Not able to login 1st time when mfa is enabled gettiing error (mfa_required)

abhijeet.mishra · October 8, 2023, 3:01pm

Hi there,

{
error.error: mfa_required,
error.error_description: Multifactor Authentication required
}

This error occurs consistently when I attempt to log in for the first time, but it does not appear during subsequent login attempts. Essentially, the initial login always fails with the “mfa_required” error, while the second attempt is successful.

If you have experienced a similar problem or have any insights on how to troubleshoot and rectify this error, please share your expertise.

dan.woda · October 11, 2023, 5:53pm

Hi @abhijeet.mishra,

Can you please provide some additional details about your setup?

william.occelli · October 18, 2023, 7:14am

Hi @dan.woda,

We encounter the exact same issue as @abhijeet.mishra. We activated the MFA on our production tenant, however, the first login (right after signup) systematically fails because the /authorize?client_id=... responds with a 200 OK but in the response body there is an mfa_required error :

               var authorizationResponse = {
                    type: "authorization_response",
                    response: {
                        "error": "login_required",
                        "error_description": "Multifactor authentication required",
                        "state": "TVZlSVlBUkpRNUJNWUtEX0pxdjNwTmVrVmNSV01mcXZYOXgxZmdKMHF4TQ=="
                    }
                };

When we refresh the web page, we are asked a new MFA code and everything works as expected.

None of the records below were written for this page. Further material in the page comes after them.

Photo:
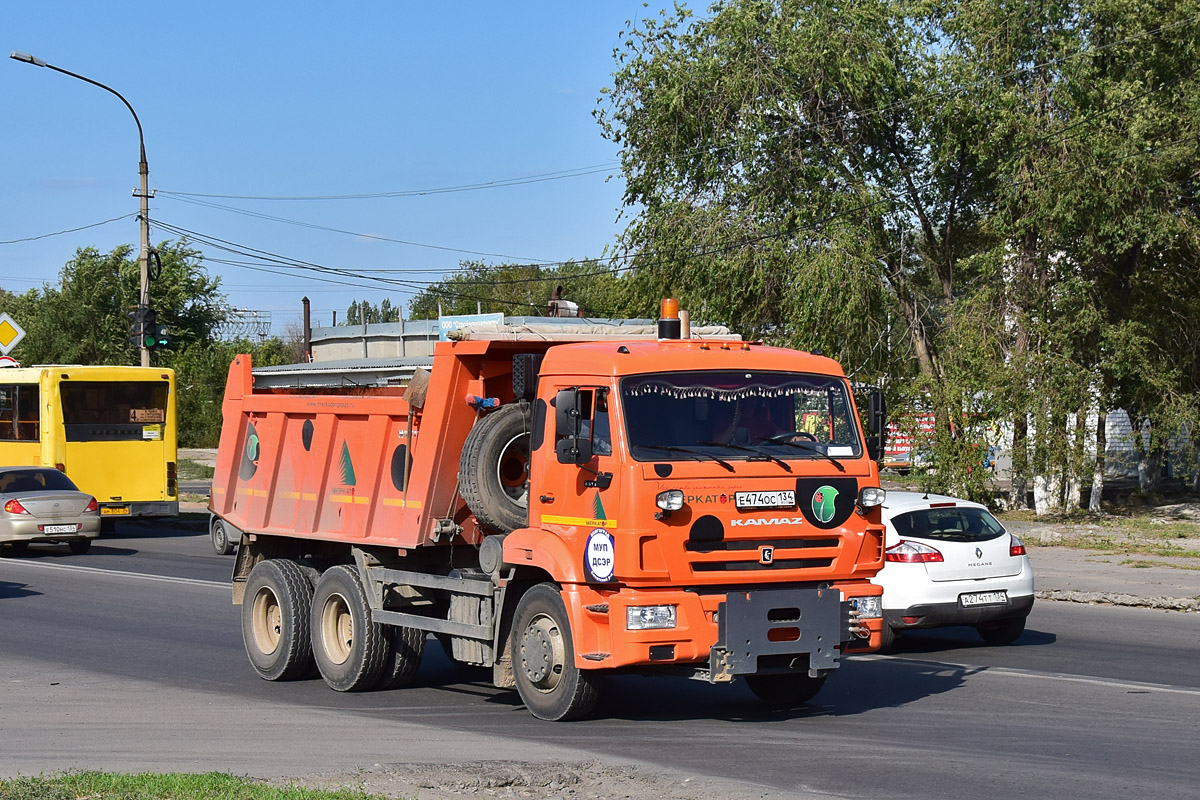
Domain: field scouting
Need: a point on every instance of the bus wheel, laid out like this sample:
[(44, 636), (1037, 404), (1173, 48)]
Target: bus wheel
[(550, 684), (785, 691), (406, 645), (220, 537), (349, 648), (493, 470), (275, 620)]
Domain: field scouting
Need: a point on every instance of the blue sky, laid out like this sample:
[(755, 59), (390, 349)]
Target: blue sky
[(311, 98)]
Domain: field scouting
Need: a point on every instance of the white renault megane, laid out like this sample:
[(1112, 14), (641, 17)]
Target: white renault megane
[(948, 561)]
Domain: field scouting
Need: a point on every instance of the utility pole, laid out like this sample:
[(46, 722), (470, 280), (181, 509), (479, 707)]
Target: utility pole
[(142, 192)]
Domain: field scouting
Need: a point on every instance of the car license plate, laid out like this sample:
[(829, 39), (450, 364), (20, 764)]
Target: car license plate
[(984, 599), (783, 499)]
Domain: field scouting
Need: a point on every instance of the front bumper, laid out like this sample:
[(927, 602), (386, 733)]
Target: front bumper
[(723, 635)]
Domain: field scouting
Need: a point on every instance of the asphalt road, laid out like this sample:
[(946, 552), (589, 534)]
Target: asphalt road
[(130, 657)]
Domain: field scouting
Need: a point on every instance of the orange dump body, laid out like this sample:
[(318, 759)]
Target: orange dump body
[(333, 465), (364, 468)]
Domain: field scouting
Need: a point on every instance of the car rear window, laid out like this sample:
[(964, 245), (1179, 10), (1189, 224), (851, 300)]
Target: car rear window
[(957, 524), (35, 480)]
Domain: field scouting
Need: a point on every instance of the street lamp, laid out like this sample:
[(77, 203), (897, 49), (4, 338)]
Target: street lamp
[(143, 194)]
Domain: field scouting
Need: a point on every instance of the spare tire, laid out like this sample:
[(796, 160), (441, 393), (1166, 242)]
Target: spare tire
[(493, 471)]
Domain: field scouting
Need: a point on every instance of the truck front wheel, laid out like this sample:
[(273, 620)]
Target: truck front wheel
[(550, 684), (785, 691), (349, 648), (275, 620)]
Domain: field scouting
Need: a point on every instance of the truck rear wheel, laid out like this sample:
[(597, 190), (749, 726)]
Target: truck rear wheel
[(550, 684), (220, 537), (406, 647), (275, 620), (785, 691), (348, 647), (493, 470)]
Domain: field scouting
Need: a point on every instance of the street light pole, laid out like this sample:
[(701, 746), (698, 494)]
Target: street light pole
[(143, 192)]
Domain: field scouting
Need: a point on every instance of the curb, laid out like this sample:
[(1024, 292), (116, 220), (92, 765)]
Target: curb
[(1117, 599)]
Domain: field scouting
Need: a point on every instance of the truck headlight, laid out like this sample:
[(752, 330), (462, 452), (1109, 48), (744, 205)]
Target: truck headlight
[(670, 500), (647, 618), (870, 497), (867, 607)]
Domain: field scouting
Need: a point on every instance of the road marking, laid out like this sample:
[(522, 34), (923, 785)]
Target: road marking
[(143, 576), (1128, 685)]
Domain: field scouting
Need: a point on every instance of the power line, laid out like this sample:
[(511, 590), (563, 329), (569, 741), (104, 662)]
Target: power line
[(579, 172), (70, 230), (313, 226)]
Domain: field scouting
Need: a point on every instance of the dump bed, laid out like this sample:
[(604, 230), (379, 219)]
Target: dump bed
[(359, 464)]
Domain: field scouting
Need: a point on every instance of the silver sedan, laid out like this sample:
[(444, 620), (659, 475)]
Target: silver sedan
[(39, 504)]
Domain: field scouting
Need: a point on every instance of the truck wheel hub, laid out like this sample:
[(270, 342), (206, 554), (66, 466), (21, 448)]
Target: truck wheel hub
[(543, 653)]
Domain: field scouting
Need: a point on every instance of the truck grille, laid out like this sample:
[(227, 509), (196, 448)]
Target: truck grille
[(712, 548)]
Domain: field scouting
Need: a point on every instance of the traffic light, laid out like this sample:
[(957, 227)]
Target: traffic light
[(153, 334), (144, 329), (157, 337), (137, 324)]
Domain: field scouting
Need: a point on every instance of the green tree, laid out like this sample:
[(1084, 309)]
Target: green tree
[(85, 318), (201, 374), (521, 289), (364, 312), (802, 172)]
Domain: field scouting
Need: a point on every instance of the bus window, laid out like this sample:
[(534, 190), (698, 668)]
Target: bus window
[(97, 409), (18, 413)]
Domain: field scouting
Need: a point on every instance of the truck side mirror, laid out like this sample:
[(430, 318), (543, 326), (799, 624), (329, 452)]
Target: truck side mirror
[(569, 445), (876, 423)]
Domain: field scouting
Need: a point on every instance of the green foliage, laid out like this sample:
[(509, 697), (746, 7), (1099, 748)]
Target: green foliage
[(84, 319), (522, 289), (364, 312), (991, 205), (201, 374), (153, 786)]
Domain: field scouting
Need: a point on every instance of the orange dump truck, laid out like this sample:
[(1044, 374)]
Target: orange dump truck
[(557, 507)]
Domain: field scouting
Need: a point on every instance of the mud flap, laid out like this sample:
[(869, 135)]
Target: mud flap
[(777, 631)]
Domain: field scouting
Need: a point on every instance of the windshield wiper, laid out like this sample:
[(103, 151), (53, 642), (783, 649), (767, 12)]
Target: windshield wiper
[(783, 439), (759, 453), (691, 451)]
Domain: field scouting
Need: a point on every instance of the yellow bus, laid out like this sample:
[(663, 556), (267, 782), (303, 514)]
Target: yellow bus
[(112, 429)]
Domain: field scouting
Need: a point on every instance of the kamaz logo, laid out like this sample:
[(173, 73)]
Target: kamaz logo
[(774, 521)]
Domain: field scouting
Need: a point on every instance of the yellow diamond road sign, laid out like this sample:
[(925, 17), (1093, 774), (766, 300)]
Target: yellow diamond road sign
[(10, 334)]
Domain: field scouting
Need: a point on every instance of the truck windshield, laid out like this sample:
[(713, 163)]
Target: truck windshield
[(738, 415)]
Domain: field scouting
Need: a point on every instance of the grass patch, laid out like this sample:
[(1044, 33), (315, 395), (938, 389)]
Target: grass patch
[(193, 470), (148, 786)]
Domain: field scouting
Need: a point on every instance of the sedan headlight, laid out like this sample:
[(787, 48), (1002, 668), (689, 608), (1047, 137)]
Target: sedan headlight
[(648, 618)]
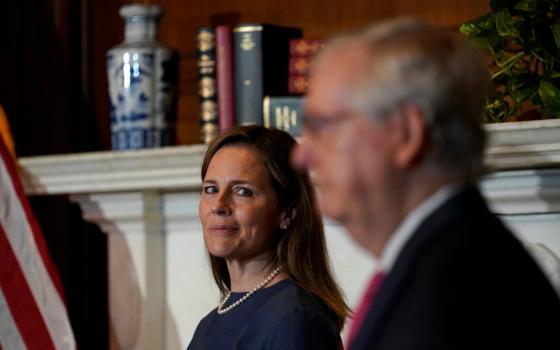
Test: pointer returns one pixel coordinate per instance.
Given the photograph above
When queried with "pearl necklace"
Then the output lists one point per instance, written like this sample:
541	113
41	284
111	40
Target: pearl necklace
263	284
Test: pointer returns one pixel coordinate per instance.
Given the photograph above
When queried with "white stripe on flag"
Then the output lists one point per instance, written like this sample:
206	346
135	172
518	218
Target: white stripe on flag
20	236
9	333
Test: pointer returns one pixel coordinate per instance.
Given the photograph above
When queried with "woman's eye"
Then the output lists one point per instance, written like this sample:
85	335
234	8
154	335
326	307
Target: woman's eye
209	189
244	192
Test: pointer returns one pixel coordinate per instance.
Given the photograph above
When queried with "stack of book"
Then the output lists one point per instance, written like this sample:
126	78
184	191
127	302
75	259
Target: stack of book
301	54
252	68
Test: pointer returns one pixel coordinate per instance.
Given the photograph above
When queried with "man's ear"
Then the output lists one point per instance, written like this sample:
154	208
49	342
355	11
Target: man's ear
286	218
413	136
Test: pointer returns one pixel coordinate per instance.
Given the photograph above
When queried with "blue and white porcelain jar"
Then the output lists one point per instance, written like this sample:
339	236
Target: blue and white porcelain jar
142	77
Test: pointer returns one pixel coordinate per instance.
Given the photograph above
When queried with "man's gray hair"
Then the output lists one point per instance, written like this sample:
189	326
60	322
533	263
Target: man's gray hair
412	62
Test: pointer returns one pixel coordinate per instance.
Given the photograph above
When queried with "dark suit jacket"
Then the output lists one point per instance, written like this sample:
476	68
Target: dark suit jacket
463	282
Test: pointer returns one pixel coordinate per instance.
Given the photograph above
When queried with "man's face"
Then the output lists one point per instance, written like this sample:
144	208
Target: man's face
347	154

We are using an Angular App with the AuthModule ("@auth0/auth0-angular": "^2.1.0"):

        AuthModule.forRoot({
            domain: environment.auth_domain,
            clientId: environment.auth_clientId,
            authorizationParams: {
                redirect_uri: window.location.origin + '/private',
                audience: environment.auth_audience
            },
            httpInterceptor: {
                allowedList: [ `${environment.backendUrl}/*` ]
            }
        }),

Any help would be much appreciated,
Thanks,
William

EDIT:
We found the root cause of our problem: we were using silent tokens (getTokenSilently) which do not work when MFA is activated and rememberBrowser is false.

To overcome this issue we did the following:

We created an action with the code proposed in the documentation (Configure Silent Authentication)
We set the MFA to ‘Never’

This is counter-intuitive but we got the expected result. In fact, the action checks for the presence of MFA in the context. When there is no MFA or rememberBrowser is false, it challenges the user with an MFA. When there is MFA and the rememberBrowser is true, login proceeds.

Note: it could be interesting to specify that MFA should be set to ‘Never’ in the documentation: Configure Silent Authentication

dan.woda · October 18, 2023, 2:34pm

Thanks for the update and solution @william.occelli!

Welcome to the Auth0 Community!

system · November 1, 2023, 2:34pm

This topic was automatically closed 14 days after the last reply. New replies are no longer allowed.